In previous studies, Dinda and Pand (2014) reported a 1.5-fold increase in the bioavailability of LCDP nanosuspension compared to the commercial tablets, Geng et al. (2014) reported a 1.56-fold increase in the bioavailability of LCDP oral solid dispersion compared to the commercial oral tablets, Gannu et al. (2010) presented a 3.5-fold improvement in the bioavailability of LCDP after transdermal application of LCDP microemulsion gel in comparison to oral LCDP suspension and ElKasabgy et al. (2014) stated a five-fold increase in the bioavailability of LCDP from enteric coated capsules filled with lipotomes compared to the commercial oral tablets.

Based on the abovementioned results, it could be concluded that the significantly enhanced absorption and bioavailability of LCDP polymeric micelles, with a 6.85 fold increase in bioavailability than that obtained after administration of LCDP oral suspension, with higher C_max and shortened t_max, could be due to the solubilizing effect of the polymeric micelles and the inhibition of the P-gp efflux by the Pluronic micelles which enhances the drug permeability and absorption to systemic circulation (Abdelbary and Makhlouf, 2014). In addition, the enhancement in extent of LCDP absorption may lead to reduction in the effect of CYP3A-mediated hepatic first pass metabolism by offering a higher fraction of the drug to pass to the systemic circulation leading to increased bioavailability.

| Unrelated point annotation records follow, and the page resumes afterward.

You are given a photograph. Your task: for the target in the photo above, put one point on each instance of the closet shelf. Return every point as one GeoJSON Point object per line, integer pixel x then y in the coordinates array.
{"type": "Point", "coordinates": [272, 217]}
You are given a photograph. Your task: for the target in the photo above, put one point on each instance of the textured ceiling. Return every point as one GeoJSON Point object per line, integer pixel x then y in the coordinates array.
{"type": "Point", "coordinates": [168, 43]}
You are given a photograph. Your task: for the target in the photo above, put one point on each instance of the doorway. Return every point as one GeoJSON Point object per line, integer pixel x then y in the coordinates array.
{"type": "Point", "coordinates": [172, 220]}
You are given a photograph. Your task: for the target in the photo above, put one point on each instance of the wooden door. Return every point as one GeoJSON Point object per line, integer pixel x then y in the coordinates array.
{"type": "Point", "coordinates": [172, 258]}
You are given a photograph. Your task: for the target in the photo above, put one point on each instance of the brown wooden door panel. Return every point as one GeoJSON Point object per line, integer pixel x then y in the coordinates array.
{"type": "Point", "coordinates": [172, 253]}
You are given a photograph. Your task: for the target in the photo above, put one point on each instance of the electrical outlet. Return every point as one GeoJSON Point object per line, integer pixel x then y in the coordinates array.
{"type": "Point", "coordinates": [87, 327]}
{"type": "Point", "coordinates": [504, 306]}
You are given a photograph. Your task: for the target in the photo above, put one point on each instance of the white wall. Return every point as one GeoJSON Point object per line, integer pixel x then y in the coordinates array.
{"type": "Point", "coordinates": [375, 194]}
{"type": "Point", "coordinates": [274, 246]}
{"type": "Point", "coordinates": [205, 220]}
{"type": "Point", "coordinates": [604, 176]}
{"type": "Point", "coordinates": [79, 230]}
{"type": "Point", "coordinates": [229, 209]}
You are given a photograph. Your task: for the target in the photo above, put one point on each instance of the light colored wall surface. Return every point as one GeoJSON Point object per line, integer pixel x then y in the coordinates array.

These results suggest that promising polymeric micelles based LCDP dosage forms could be formulated with reduced therapeutic dose due to the enhanced LCDP bioavailability.

Conclusions

Thin film hydration technique was successfully applied for the preparation of LCDP polymeric micelles with high EE% and small and uniform PS. Statistical analysis of the 3² CCFD revealed that the quadratic model was the one of choice for EE%, PS and PDI. Model analysis showed that the Pluronic to drug ratio and P123 percentage had a significant effect on EE% and PS, while the PDI was significantly affected only by Pluronic to drug ratio. Optimal LCDP polymeric micelles formula with desirability 0.959 was chosen and evaluated. It had EE% of 99.23%, PS of 21.08 nm, and PDI of 0.11. The saturation solubility of the lyophilized LCDP polymeric micelles was approximately 450 times that of raw LCDP in both water and 0.1 M HCl. In addition, lyophilized LCDP polymeric micelles exhibited improved dissolution rate and extent in comparison to raw LCDP, showing complete dissolution after 30 min. The in vivo evaluation, in six male healthy albino rabbits, of optimum LCDP polymeric micelles formula revealed a 6.85-fold increase in bioavailability than that obtained after the administration of LCDP oral suspension. So it could be concluded that a promising polymeric micelles based LCDP dosage forms could be formulated and can provide an effective management of hypertension.

Acknowledgements

The authors would like to acknowledge the liberal help of Prof. Dr. Ahmed Hassen Elshafeey and the help of Genuine Research Center (GRC), Cairo, Egypt, in the in vivo bioavailability study and the LC/MS/MS analysis of the plasma samples.

Disclosure statement

No potential conflict of interest was reported by the authors.